A similar tale unfolds deep into the fourth game. With the game locked at 6-6 (ElShorbagy 2-1 up), Matthew took 5 of the next 6 completed points to draw the match level. It may appear an act of mental fortitude, of sheer willpower to triumph, but in reality what allowed Matthew to square the contest was his ability to hit those metrics which ultimately prove decisive. In these 7 rallies, he hit twice as many shots from mid-court (22) as did ElShorbagy (11). He moved his opponent around the court, hitting 27 shots cross-court, compared with ElShorbagy’s 14. Once again, he made not a single unforced error.
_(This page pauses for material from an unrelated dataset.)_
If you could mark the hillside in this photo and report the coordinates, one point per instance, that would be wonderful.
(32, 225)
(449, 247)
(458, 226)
And it is these underlying figures which show that ElShorbagy was not as close to claiming the fifth game as he might have appeared. With Matthew leading 8-3, ElShorbagy forced his way back into contention, winning four of the next five completed rallies. But unlike when Matthew took games 2 and 4, ElShorbagy’s string of points was not driven by an increase in performance metrics across the court. During these 9 points (4 lets), it was in fact Matthew who had the more impressive numbers. Matthew (32) had twice ElShorbagy’s mid-court intercepts (16) and fewer deep returns (38 to 49). Despite volleying bringing ElShorbagy success in games 1 and 3, it was in fact Matthew who volleyed more in these clutch points (16 to 13). ElShorbagy may have conjured 4 winners, but Matthew once again made 0 unforced errors. In short, ElShorbagy was overperforming. It was only a matter of time before a regression to match his numbers.
Matthew waited out this regression, and took 2 of the last 3 points to claim the contest. In front of the post-match microphone he may have considered himself “lucky” to get across the line. But on rewatching, he would have known luck had nothing to do with it.